Cascade was a great engineering company with great products and Dan and Desh should be proud of that but Sycamore represents everything that was wrong with the bubble economy.
shadowandlight
shadowandlight
12/4/2012 | 9:50:38 PM
re: Is Sycamore Startup Hunting?
Vesting:

I think I remember hearing about ATM being available on the Sirocco box at their booth at Supercomm 2000. Didn't hear anything about it after that, though. Anyone know if that product still exists? It's not on the Sycamore website anywhere.

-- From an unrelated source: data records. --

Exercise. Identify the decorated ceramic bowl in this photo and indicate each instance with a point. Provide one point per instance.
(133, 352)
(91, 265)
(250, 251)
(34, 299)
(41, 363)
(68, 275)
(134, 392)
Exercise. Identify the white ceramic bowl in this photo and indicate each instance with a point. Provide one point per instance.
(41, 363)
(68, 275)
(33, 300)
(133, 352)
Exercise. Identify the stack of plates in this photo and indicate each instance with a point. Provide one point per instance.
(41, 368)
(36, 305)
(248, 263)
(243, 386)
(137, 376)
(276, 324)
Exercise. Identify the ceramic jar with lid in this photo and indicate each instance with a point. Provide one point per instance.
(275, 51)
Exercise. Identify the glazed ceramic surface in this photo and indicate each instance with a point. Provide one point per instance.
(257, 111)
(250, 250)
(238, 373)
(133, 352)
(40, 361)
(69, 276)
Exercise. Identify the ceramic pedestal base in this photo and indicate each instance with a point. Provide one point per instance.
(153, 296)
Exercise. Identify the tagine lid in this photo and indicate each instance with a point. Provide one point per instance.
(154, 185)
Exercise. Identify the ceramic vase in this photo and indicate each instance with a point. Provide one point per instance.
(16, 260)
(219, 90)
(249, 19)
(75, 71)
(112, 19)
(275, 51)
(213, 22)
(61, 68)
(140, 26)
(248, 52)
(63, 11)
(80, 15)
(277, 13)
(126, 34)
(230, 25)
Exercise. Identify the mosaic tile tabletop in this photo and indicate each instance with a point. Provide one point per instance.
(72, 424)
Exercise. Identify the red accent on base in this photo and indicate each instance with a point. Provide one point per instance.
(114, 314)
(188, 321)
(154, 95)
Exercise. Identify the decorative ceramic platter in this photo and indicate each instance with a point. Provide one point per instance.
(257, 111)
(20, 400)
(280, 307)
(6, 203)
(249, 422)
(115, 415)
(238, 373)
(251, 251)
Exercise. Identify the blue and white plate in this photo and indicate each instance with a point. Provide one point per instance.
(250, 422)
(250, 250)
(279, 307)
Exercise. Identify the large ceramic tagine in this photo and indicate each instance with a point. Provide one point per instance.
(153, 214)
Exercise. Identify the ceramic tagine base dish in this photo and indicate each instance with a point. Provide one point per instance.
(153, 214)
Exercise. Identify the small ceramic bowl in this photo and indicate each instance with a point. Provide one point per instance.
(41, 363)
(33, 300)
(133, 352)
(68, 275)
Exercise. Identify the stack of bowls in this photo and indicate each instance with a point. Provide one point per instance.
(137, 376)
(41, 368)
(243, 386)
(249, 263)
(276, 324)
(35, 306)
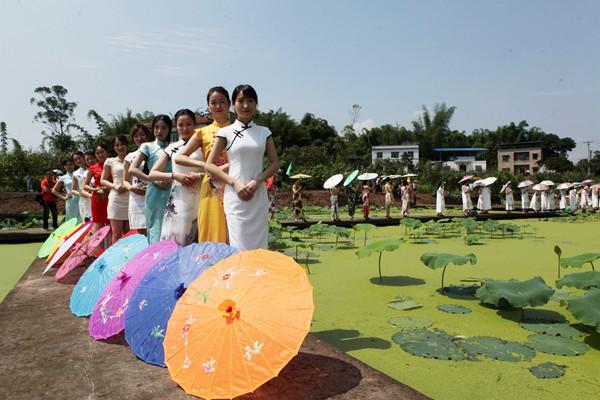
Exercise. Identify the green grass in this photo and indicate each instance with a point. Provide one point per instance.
(16, 259)
(351, 312)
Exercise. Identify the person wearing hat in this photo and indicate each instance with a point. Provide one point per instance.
(510, 200)
(440, 203)
(49, 199)
(388, 189)
(365, 199)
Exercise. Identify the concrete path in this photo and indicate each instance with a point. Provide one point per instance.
(46, 353)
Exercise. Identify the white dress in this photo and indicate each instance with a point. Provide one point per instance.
(85, 204)
(137, 202)
(180, 222)
(466, 197)
(510, 200)
(118, 203)
(440, 203)
(247, 221)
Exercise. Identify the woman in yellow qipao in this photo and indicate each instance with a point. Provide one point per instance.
(212, 226)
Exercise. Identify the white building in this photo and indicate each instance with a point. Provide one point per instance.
(395, 152)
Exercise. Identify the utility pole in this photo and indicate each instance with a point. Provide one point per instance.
(589, 154)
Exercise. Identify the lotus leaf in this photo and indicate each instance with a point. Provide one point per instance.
(557, 345)
(579, 260)
(551, 329)
(587, 308)
(379, 247)
(410, 322)
(548, 370)
(497, 349)
(580, 280)
(514, 293)
(441, 260)
(429, 344)
(454, 309)
(404, 305)
(364, 228)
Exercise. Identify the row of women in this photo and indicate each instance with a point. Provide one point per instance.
(208, 186)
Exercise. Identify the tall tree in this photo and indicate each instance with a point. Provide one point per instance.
(57, 115)
(3, 138)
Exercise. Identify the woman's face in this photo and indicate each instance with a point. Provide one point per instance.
(100, 154)
(218, 105)
(161, 130)
(245, 108)
(140, 137)
(90, 160)
(120, 148)
(69, 166)
(78, 160)
(185, 127)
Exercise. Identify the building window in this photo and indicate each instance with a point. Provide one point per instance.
(522, 156)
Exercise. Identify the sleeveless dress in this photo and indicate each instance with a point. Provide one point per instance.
(99, 200)
(180, 222)
(247, 221)
(85, 205)
(72, 204)
(212, 226)
(156, 199)
(137, 202)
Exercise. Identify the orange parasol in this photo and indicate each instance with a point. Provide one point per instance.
(238, 324)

I never heard of it doing any IP routing.


tet109:

I doubt the Sirocco box is done at SCMR. Think about it - they've cancelled the 6000, 8000, 10000, but not the 3000. And they just came out with a quad GigE a month or so ago for the 3000. They may keep that one for a while longer.

--Shadowandlight
"Only the Shadow knows..."
tet109
tet109
12/4/2012 | 9:50:38 PM
re: Is Sycamore Startup Hunting?
The Sirocco product is done at SCMR. I think correct and SCMR better spend some money to get a technology other than rely on core optical products and hope and pray that provisioning and management software sell their product like it did work for Cascade otherwise SCMR die a slow death over many years until their $1B is gone. Common sense would send SCMR to the access market. But Wavesmith ? ATM edge switch is all WaveSmith do. SCMR should look at optical access companies. To bad they never got Sirocco to work I think it was right idea.

-Tet
BobbyMax
BobbyMax
12/4/2012 | 9:50:23 PM
re: Is Sycamore Startup Hunting?
Sycamore appears to be just fishing around. If Sycamore wanted, it could have bought its share back. But Sycmore does not have any faith in its own products.

Deshpande would not spend any money on acquiring any company. The One billion dollar in cash is reserved for severance pay and personal payments should Sycamore fold.

Many of its management employees have sold their options and shares, so the money in the bank is just for the rainy days should the company fail.